RUIDO

El tren marcha con ritmo lento y monótono por la estepa manchega. La tarde acaba de nacer, y el sol calienta el destartalado vagón de segunda, ya casi convertido en una sauna. El único pasajero del compartimento dormita a pesar del traqueteo del vagón y de la estridente armonía de la marcha del tren.

El viajero recuerda algunos años atrás una tarde muy parecida, cuando en un tren igual de destartalado, y con un billete pagado por el estado, le conducía hacia una nueva forma de vida: la mili.

Era la primera vez que abandonaba su pueblo; aquellas cuatro casas perdidas en medio de ninguna parte, donde el futuro era sobrevivir al calor del verano y a las heladas invernales. Y la diversión, intentar extraer algo de provecho de aquellas enormes estepas yermas. Era la primera vez y la última; pues no pensaba regresar jamás.

El cambio del monótono traqueteo de la marcha le despertó de sus ensoñaciones y recuerdos. Y con un inaudible “coño” se lamentó de haber fracasado en sus planes.

El cambio de ritmo marcaba el final de aquel viaje. La repentina muerte de sus padres en un accidente de tráfico le había obligado a regresar. Ya habían pasado más de tres meses de aquel fatal accidente. El tiempo que había tardado el abogado en encontrar su paradero.

La casa familiar parecía más destartalada y casi ruinosa desde aquella última vez que la contempló. Al recordaba más blanca, con un parral en la puerta y flores en los balcones y ventanas. Al entrar se dio cuenta que en el interior el tiempo se había detenido, y todo estaba igual que el día que él se marchó: los mismos esconchones en las encaladas paredes, el mismo aroma a ropa recién lavada y a pan recién cocinado.

¿Eso era así, o quizás su imaginación y recuerdos le hacían imaginarlo?

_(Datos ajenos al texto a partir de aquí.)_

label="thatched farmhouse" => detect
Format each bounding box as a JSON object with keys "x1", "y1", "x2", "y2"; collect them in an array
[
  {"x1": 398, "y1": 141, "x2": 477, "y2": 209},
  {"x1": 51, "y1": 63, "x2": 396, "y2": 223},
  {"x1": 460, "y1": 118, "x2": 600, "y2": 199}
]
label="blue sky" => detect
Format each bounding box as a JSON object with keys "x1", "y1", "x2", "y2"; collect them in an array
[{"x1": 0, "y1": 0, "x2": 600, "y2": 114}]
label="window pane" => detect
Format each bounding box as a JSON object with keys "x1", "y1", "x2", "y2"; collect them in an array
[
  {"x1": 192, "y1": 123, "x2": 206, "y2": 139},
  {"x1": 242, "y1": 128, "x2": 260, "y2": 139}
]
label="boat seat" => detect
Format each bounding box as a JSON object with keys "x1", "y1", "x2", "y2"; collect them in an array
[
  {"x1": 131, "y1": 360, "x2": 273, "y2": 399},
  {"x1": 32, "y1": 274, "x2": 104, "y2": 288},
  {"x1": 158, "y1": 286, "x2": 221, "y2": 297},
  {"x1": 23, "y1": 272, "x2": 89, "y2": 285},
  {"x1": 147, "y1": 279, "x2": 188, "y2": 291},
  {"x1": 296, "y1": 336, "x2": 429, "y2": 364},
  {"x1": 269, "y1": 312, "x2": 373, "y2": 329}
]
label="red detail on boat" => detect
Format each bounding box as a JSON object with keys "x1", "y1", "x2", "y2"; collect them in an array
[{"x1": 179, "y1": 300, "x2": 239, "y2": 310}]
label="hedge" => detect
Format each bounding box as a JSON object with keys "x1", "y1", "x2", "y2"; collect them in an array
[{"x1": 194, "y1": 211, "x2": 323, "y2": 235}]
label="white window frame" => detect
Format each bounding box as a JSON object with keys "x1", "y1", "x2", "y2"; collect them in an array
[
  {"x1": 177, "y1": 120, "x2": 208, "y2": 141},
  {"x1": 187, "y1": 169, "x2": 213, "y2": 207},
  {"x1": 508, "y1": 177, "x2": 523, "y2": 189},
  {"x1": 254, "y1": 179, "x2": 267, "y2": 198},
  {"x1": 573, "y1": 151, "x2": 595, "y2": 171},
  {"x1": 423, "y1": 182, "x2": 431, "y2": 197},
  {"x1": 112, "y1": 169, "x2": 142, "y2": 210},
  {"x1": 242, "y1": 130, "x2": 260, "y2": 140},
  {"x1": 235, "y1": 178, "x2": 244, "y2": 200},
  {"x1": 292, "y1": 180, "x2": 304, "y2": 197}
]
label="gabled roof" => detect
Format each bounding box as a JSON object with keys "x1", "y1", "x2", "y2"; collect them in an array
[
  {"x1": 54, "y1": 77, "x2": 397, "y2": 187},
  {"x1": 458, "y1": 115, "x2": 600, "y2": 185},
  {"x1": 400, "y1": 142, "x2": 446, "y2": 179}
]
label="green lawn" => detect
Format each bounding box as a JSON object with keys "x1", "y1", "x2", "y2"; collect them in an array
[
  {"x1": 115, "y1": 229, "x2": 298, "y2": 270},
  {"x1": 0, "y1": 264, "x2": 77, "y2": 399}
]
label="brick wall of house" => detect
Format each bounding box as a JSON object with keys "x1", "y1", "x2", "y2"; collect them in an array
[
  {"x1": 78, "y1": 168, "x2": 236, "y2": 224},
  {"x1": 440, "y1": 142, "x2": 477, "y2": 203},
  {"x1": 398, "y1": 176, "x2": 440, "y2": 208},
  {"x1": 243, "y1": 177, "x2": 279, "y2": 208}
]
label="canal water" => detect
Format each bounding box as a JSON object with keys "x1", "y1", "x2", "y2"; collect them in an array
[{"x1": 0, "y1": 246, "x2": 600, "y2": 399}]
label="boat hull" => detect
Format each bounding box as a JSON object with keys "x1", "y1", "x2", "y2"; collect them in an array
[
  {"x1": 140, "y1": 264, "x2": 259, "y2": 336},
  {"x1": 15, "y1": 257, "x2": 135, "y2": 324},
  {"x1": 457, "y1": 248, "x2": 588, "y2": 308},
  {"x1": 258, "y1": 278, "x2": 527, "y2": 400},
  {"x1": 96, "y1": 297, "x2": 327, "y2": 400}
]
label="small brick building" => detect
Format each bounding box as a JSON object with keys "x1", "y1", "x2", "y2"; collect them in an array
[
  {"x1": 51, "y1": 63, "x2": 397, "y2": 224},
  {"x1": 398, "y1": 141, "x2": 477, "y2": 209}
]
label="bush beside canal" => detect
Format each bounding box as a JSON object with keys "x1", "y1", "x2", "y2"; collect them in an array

No quería quedarse a dormir allí, pero no tenía más remedio. En un pueblo como aquel, cuatro casas mal contadas, no había ni hostal ni fonda.

Al llegar la hora se dirigió a su antigua habitación como un autómata. La cama estaba preparada. Se despojo de su ropa y se tumbó sobre la cama, al hacerlo, poco a poco, se fue hundiendo en el confortable colchón de lana.

A pesar del cansancio, no fue capaz de conciliar el sueño, quizás recordando los años vividos entre aquellas cuatro inmaculadas paredes que fueron su hogar, su “cárcel”.

En el duermevela de la madrugada empezó a imaginarse, y a sentir a las criaturas que tienen la noche como vida. Y un rumor de ruidos le fue golpeando como un bombo sus tímpanos.

Cada vez que se removía en la cama, los muelles del somier y la madera del cabecero crujían con un chirrido estridente.

La angustia ante el nítido zumbido del diminuto mosquito, que presagiaba una picadura, era insoportable. No recordaba nada tan inhumano en sus últimos años. Poco a poco y ante el zumbido, fue tapándose con la sábana, a pesar del calor, casi bochorno que hacía en la habitación.

Tras unos breves segundos de silencio sepulcral, el ruido de un mordisqueo le sobresaltó, el estruendo de la carcoma en el viejo armario ropero llenaba la habitación, retumbando en sus débiles y sensibles oídos.

A éste, y en un nivel superior de decibelios, se unieron los pasitos y carreras en el techo sobre su cabeza. Las ratas del doblao parecían haberse reunido en asamblea para comentar la inesperada intromisión en sus dominios, que venía a turbar sus libres correrías por las habitaciones de la casa.

Esto no lo pudo soportar. Y, furioso, se levantó de la cama de un salto, se calzó sus zapatillas, y cogiendo una manta salió al patio. Recordaba vagamente haber visto una mercedora cuando recorrió todo la casa aquella tarde. Allí –pensó- estaría más fresco y no le molestarían esos ruidos de la vida nocturna de la casa deshabitada.

Se sentó en la mercedora, y contemplando la noche estrellada le inundó un deseo de quedarse, de abandonar su vida de ciudad y volver a su hogar.

La noche le envolvió con suave susurro de silencio, solo roto por el canto del búho o la lechuza (no sabía diferenciarlos) que habitaba en el cercano campanario de la iglesia, y por el rumor que la brisa traía del roce de las ramas de los sauces y robles que crecían en la orilla del riachuelo.

¡Qué música más armoniosa tiene la noche! – Pensó- para soltar al momento un inaudible taco, cuando el ruido ensordecedor de la campana del reloj del ayuntamiento anunció que eran las cuatro de la mañana.